Rabit & Chino Amobi - THE GREAT GAME: FREEDOM FROM MENTAL POISONING (The Purification of The Furies)

Tiny Mix Tapes 80

Rabit & Chino Amobi
The Great Game: Freedom From Mental Poisoning

[Halcyon Veil; 2015]

Rating:


Maybe its a crass comparison, but the necessary aggression emanating from NON, an aggression now also being funneled into Rabit’s newly minted Halcyon Veil imprint, is similar to the harsh austerity that aims to minimize spending and encourage increased frugality in the financial sector. Their aesthetic austerity serves as an indictment for the state of cultural oversupply, the rampant and often grotesque artistic deflation that has occurred through the freely absentminded use of software platforms by the masses. NON, particularly Chino Amobi, has long been incredibly adept at hovering drone-like over the mayhem and ruins of culture; he has consistently offered incisive, brutal commentary that operates as a gesture coded between a high-five and a stab-in-the gut to culture at large. His oppositional violence encircles culture in the manner of an alpha-wolf — directing by example and by fear, to the point where THE GREAT GAME’s leading quote remarks: “There is a fine line between Piteous Gate and The Great Game,” to unknown affect. The reference itself is compelling, offering a political side-chain to a quote on M.E.S.H.’s Piteous Gate: “There’s a fine line between confidence and arrogance.” The way in which the oblique reference functions is unclear. Regardless, it’s the political orientation that’s essential, one that seems to be organizing the critically engaged, musical powers that be to not only build personal visions of future through music, but to rip apart the symbology that’s been flying around electronic music this year in an effort to “purify” the mental poisoning that can occur through culture-consumption. As such, my initial visceral reaction to the mix was: game over.

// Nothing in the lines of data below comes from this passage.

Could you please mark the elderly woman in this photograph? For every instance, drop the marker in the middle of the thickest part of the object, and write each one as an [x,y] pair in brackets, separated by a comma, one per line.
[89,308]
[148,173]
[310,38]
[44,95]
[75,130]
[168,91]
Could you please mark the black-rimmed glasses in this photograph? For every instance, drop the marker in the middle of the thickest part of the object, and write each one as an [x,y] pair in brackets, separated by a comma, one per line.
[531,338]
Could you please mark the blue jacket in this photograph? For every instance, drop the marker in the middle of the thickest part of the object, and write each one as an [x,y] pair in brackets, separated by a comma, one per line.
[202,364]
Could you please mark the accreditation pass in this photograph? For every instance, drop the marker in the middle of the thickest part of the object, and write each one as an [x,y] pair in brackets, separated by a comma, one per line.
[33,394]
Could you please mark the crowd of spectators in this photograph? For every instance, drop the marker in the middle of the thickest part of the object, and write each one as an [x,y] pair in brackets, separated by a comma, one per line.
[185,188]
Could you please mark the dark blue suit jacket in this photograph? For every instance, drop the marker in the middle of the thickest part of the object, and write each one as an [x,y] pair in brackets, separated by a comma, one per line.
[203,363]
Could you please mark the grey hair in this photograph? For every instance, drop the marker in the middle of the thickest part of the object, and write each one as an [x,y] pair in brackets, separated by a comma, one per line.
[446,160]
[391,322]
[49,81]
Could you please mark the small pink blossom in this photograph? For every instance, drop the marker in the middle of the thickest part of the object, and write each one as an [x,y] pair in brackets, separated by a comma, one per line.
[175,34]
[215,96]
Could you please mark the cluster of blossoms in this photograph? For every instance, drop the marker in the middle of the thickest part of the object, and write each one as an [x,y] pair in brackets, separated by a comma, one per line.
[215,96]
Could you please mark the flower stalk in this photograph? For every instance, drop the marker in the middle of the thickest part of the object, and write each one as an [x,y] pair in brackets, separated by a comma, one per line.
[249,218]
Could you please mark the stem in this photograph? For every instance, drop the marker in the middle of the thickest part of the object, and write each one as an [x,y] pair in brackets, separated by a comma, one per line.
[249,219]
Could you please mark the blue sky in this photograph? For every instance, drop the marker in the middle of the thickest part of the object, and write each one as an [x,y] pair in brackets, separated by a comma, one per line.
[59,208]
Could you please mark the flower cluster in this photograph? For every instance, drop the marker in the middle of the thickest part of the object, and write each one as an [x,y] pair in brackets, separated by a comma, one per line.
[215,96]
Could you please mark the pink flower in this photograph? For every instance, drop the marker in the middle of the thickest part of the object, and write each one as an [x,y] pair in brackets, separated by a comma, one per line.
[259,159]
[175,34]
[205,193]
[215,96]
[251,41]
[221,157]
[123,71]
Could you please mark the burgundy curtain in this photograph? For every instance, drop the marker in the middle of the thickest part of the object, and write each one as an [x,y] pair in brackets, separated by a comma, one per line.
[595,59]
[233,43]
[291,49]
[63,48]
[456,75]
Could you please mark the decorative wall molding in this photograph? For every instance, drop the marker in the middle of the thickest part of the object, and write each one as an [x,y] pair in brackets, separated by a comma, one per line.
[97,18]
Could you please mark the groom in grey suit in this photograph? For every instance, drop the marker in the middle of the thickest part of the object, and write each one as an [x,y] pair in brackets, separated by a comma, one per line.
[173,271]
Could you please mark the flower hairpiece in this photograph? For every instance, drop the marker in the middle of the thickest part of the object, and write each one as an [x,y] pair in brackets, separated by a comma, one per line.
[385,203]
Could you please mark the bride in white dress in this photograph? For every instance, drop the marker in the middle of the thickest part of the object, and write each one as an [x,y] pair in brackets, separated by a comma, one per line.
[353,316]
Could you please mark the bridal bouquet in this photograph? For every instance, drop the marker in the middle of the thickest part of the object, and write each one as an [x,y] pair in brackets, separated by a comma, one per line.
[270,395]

And that’s exactly the kind of commentary Rabit and Amobi are offering: an extended critique of “The Game” as it exists as a binary institution of musical bureaucracy, a structure that distributes, arbitrarily and infinitely, positions of power to the players who arrange their little pieces in the right formation at the right time. Of course, the two are optimizing their oppositional tactics within the state of aesthetics, enough so that Halcyon Veil hired Kyselina, one of the best 3D artists in “The Great Game,” to design their visual presence as a gorgeously grotesque Decepticon-style icon. All of this organizes a phalanx to push through the rampant dominance that occurs at the level of signification; THE GREAT GAME devastatingly pours gasoline on the whole of culture, urging that there shouldn’t be any wasted labor regarding the world’s thoughtful electronic music. The capitalization that occurs at the level of energy drink sponsorships (from QT to Red Bull) and “game-winning” relational aesthetics inevitably flows into capitalized features, interviews, and panel-discussions, into the very structures that position the disruptive potential of music into new rock stars who ultimately just help us forget our problems. But Rabit, Amobi, and NON are underground, and this is what happens when the underground pays enough attention to the culture of alienation and structural oppression that occurs through the glorification of symbology, a symbology manifesting itself translucently across the vapid SoundCloud network and into the hearts and minds of impressionable “game players.”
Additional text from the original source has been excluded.